At present, it appears the Custom button does not work. As we mentioned earlier, the software is not yet complete, and so we expected some dead buttons and rough edges like this one.
When you first land on the Assignment page, it looks like it doesn’t work--you’ll see a message that says “Assignment is not available in PC mode.” This is misleading, because you’ll see that message only if you’re using the default profile. (See there at the top of the software window? There are four profiles, including the default one.) If you click one of the other profiles, you’ll be able to make key assignments. This is both a smart feature and dumb UI; on one hand, it’s good that you’ll always have at least one unmolested profile, but on the other hand, there’s nothing in the software UI itself that tells you to select a profile to adjust.
Once you figure that out, though, you’re ready to go.
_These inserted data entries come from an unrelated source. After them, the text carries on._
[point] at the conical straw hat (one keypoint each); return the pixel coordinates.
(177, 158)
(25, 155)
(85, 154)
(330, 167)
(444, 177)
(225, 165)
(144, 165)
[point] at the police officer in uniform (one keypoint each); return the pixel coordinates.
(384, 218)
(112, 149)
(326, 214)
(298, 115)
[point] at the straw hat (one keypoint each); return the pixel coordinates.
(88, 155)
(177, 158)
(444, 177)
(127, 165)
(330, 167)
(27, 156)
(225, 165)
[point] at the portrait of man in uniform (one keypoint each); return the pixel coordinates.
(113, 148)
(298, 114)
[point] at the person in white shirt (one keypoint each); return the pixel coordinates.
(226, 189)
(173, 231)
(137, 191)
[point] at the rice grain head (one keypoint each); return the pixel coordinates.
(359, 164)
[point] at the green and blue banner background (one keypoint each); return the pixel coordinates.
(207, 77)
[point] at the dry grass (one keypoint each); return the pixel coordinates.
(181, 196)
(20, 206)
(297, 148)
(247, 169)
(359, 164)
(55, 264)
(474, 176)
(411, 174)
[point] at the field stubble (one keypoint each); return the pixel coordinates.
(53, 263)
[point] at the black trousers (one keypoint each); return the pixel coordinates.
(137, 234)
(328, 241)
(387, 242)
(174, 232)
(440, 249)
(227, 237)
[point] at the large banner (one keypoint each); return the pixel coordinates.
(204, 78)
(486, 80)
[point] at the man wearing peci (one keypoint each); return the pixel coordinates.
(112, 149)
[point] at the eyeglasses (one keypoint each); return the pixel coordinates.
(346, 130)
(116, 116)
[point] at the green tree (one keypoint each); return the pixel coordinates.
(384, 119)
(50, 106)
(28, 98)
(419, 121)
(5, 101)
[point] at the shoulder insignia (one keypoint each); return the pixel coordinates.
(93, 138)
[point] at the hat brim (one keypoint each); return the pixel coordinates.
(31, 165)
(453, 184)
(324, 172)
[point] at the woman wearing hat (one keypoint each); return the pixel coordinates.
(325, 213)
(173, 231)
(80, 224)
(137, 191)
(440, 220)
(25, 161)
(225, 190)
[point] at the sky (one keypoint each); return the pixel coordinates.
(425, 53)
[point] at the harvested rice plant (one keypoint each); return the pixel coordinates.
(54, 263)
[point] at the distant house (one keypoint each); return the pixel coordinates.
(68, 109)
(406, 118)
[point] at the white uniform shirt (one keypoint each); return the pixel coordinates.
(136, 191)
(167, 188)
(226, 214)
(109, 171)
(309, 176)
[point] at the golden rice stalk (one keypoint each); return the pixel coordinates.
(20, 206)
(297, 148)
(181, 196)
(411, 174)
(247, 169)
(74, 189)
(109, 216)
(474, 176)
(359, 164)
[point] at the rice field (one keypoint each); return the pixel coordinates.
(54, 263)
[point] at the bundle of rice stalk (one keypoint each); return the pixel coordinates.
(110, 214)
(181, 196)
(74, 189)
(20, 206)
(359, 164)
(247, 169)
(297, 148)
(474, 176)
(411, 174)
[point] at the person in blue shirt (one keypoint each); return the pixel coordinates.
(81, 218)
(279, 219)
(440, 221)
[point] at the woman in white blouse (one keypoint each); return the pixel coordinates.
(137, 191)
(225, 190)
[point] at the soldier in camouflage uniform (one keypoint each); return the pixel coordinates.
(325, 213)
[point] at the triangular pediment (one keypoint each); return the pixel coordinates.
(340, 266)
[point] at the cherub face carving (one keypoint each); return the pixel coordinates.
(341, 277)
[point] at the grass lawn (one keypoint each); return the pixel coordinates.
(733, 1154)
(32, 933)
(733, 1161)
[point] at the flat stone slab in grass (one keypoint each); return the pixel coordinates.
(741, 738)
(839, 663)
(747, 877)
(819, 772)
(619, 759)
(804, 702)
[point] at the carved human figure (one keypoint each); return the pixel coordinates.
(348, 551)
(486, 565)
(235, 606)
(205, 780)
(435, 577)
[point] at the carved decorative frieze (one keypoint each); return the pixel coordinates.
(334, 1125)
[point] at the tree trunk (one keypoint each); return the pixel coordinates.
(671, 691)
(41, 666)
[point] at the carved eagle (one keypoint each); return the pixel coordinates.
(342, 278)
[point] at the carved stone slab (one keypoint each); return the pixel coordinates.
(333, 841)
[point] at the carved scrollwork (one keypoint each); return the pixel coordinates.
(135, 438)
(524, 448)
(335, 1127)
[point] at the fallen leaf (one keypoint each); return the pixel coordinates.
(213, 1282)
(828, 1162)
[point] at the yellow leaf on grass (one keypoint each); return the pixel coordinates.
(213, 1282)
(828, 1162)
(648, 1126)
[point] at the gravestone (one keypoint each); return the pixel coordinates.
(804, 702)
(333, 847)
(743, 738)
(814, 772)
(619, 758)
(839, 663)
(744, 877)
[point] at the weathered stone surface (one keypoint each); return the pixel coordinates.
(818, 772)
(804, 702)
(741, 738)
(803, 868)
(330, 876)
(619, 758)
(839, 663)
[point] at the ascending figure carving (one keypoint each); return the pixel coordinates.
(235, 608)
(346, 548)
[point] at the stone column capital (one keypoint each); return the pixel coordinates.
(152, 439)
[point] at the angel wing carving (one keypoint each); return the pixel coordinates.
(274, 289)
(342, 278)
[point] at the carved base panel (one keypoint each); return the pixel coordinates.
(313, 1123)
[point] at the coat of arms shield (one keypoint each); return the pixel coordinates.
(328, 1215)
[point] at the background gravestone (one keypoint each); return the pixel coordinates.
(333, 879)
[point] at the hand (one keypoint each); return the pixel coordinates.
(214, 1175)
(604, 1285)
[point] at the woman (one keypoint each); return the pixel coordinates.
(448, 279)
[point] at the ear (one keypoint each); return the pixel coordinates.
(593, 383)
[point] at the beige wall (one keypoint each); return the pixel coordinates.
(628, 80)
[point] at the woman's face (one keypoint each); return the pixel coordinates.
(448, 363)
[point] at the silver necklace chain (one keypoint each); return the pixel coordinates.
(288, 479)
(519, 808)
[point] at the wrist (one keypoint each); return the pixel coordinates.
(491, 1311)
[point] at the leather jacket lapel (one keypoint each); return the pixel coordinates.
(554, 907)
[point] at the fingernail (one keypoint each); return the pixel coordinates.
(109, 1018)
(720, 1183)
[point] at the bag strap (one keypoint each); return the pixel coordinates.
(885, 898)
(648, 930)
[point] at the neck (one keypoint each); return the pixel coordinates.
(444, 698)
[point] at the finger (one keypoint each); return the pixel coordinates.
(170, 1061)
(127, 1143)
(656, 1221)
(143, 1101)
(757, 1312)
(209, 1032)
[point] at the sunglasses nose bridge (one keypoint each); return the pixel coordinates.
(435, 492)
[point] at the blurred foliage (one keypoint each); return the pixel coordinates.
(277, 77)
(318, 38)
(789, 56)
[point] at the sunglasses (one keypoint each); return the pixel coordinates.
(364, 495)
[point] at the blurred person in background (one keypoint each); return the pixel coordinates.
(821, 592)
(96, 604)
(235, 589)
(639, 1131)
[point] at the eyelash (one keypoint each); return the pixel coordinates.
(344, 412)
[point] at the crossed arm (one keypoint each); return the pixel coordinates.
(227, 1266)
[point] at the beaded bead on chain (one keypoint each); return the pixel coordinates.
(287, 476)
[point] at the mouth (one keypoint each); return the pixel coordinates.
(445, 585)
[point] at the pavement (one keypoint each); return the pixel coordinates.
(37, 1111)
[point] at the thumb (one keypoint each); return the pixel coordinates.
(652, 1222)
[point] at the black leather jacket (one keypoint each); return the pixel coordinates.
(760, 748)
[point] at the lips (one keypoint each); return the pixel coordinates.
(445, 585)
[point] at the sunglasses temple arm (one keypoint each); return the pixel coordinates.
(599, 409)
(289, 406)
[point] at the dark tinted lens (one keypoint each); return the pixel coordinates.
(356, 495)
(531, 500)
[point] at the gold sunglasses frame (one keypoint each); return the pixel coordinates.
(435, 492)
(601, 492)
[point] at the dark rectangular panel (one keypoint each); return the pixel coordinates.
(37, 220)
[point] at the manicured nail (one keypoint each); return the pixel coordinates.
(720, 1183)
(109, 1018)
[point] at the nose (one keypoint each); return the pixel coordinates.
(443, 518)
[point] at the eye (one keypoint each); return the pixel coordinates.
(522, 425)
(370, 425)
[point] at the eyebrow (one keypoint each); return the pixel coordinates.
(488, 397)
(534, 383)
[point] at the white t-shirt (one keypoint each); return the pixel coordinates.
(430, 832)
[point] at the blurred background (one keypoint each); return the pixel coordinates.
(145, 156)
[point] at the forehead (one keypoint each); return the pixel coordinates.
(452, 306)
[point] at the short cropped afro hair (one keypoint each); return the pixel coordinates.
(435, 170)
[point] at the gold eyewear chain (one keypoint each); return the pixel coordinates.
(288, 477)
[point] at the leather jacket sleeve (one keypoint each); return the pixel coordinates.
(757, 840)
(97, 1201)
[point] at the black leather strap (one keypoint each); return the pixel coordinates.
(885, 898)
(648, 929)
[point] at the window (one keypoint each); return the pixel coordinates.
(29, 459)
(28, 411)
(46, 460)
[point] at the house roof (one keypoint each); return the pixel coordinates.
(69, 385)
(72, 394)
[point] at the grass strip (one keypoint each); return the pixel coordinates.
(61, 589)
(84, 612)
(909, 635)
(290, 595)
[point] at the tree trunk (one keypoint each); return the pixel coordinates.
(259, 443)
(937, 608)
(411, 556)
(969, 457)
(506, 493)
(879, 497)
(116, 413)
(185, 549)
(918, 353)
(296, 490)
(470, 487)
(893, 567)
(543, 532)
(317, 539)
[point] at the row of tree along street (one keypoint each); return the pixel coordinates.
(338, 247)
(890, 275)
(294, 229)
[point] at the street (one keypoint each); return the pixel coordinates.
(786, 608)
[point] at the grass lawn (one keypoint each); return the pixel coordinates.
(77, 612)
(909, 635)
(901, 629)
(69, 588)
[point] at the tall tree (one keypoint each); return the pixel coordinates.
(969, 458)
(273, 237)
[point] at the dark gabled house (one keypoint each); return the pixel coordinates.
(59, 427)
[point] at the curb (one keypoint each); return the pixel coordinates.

You can select from a variety of types of key assignments from the handy pull-down menu next to “Select Assignment,” including Disable, Macro, Launch, Mouse Function, Keyboard Function, Media Control, and WINDOWS. (Why is that in all caps? We don’t know.)
Once you’ve selected a type to fiddle with, you simply tick the radio button of the key or function you want to assign and then click the corresponding key in the GUI of the keyboard in, for example, Mouse Functions. Then click Save. However, we noticed some wonky issues where it seems like you have to perform the assignment twice to get it to “stick”. This seems to be a persistent problem in some other function areas such as Launch.
There also seems to be no way to clear your selections after you’ve made them. Hopefully that issue will be ironed out in the final edition of the Tesoro 360 software.
Regarding the actual look of the lighting, the LEDs are subjectively quite bright, and they really pop against the all-white chassis and keycaps. There’s just a bit of unevenness with the backlighting under the translucent caps--you can somewhat see the LED itself, which is to say the caps don’t diffuse the light exceptionally well, and you can clearly see by the spacing of the glow that the LEDs are positioned towards the top of the switch housings. (This is common, but still not quite ideal.) Tesoro wisely positioned its primary keycaps legends directly above the LEDs to get the maximum brightness, and the secondary legends on the number keys ( the ones at the top, not on the numpad) are snugged to the primary ones to ensure that both are brightly backlit. It’s a mite odd, then, that all the other secondary legends on the other keys are positioned below the primary ones, which makes them almost totally unlit.
Despite the unevenness in the under-cap lighting, the top plate design keeps that lighting from spilling out all over the surface of the keyboard, which is a nice touch.
For the most part, the Tesoro Gram XS and its accompanying Tesoro 360 software score. As we described above, this keyboard presently fits into its own sub-sub niche, and its aesthetics should be pleasing enough to your significant other/roommate/coworkers/etc. that no one will object to its presence on your desk at home or at work. Meanwhile, it’s a sturdy keyboard--despite its thinness--with plenty of the configuration features many enthusiasts demand, such as key assignments, macros, and lighting.
The issues we have with the Gram XS are about the extra wide key spacing and the keycaps. We never did get entirely comfortable typing on this keyboard because of the spacing, although that’s of course somewhat subjective. But we do think that most users will be put off by the spacebar; it’s just too flimsy. Tesoro could, though, fix the latter issue by employing better keycap materials--perhaps in the next release cycle of the Tesoro Gram XS.
Meanwhile, if this plank tickles your fancy and you think you can live with the above, the Gram XS can be yours for $120, in all black or all white designs, and with TTC-made Tesoro Slim Red or Blue switches.